As to the second prong, Avery received a competitive advantage by conditioning line item four on the award of line item two. In its bid, Avery noted:
Combining the sheeting and purchase of equipment appears to be the lowest cost option over the long term by the State. This eliminates the need for the sheet *272manufacturer to amortize the equipment, maintenance, and removal costs over a three (3) year period and build the cost into the sheeting price.
Thus, Avery acknowledges that it is “building” the cost of its equipment into the sheeting price. Even though Avery submitted a lower bid than 3M for line item four, Avery was awarded a line item two contract for $.75 per square foot, which was 4 1/2 cents higher than 3M’s disqualified bid under line item two.
As the State now acknowledges, Avery thereby received a competitive advantage. This is so because 3M’s bid and the bids of others would have been affected had they known that they could subsidize equipment with other line items. For example, 3M could have submitted a lower line item four bid and a higher line item two bid.

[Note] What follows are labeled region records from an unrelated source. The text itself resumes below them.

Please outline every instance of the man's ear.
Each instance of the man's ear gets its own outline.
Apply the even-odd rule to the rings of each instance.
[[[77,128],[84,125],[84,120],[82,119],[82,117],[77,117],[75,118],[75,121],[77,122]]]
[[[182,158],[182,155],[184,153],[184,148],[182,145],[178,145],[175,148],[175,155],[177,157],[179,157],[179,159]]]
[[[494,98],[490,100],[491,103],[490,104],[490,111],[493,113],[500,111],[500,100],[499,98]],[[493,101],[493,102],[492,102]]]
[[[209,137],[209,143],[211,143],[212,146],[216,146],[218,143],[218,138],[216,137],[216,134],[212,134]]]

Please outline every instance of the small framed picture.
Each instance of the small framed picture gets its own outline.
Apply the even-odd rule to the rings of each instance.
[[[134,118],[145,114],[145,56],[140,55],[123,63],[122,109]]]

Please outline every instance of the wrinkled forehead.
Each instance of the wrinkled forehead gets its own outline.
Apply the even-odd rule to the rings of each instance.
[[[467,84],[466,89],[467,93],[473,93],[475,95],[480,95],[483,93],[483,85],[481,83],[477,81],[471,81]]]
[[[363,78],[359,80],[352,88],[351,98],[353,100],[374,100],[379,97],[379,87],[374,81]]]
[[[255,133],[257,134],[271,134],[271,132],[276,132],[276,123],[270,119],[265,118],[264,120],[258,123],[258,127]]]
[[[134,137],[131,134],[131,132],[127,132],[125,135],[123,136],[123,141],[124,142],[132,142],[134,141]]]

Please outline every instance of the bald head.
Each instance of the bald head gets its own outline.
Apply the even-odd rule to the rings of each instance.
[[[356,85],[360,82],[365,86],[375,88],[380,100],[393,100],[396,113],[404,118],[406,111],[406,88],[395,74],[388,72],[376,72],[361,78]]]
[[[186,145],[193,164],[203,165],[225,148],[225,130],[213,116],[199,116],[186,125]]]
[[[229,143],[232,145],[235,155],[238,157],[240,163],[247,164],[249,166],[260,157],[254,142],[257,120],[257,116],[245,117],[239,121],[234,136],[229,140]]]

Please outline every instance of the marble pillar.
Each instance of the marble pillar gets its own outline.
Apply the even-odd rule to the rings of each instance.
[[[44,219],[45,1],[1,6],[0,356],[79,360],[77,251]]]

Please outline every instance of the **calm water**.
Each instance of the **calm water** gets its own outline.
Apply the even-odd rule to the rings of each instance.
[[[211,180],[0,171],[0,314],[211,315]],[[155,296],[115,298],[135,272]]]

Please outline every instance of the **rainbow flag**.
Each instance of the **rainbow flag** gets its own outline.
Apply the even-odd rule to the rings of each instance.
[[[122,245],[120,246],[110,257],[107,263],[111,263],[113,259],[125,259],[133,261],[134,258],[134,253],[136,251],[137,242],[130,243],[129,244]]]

In Pew v. Chester, 96 N.J.L. 45, 46, 114 A. 151 (1921), an advertisement for a public bid called for separate pricing on the component parts of a truck. Id. at 46,114 A. 151. Only lump sum bids were received in response to the advertisement. Ibid. The Court held:
It must be obvious that if the advertisement called for separate pricing of the component parts of the truck, the award was illegally made; for, if the contract is awarded on some other basis than that advertised, the bidders are not on the same footing, and this is the express purpose of the statutory competition.
[Ibid.]
Avery’s proposal is analogous to a lump sum bid as Avery made one line item contingent upon the acceptance of another line item. By accepting Avery’s line item four bid, the State changed the specifications without giving all bidders an opportunity to change their bids. See Donald S. Hubsch Co. v. Sullivan, 47 N.J. 556, 559, 222 A.2d 12 (1966) (noting that changes to the specifications should be set forth explicitly in the bid proposal documents so that prospective bidders are placed on an equal competitive level).
Thus, Avery’s bid fails the second prong of the materiality test. Since Avery’s bid as to line item four fails both prongs of the materiality test, we conclude that Avery’s line item four bid was a material deviation from the RFP specifications.
*2733M’s Notice of Appeal and accompanying Case Information Statement address only line item four, and Avery has not appealed the Director’s withdrawal of the award as to line item two. We, therefore, decline to rule on the validity of the Director’s action as to line item two. We do observe, however, that because there may have been greater competition if all vendors realized that they could have conditioned their bids for line item four upon receipt of line item two, cheaper bids for both line items may have been obtained by the State. If the State is to obtain the benefit pointed out by Avery, it can only do so if both line items are rebid.
The award to Avery as to line item four is reversed.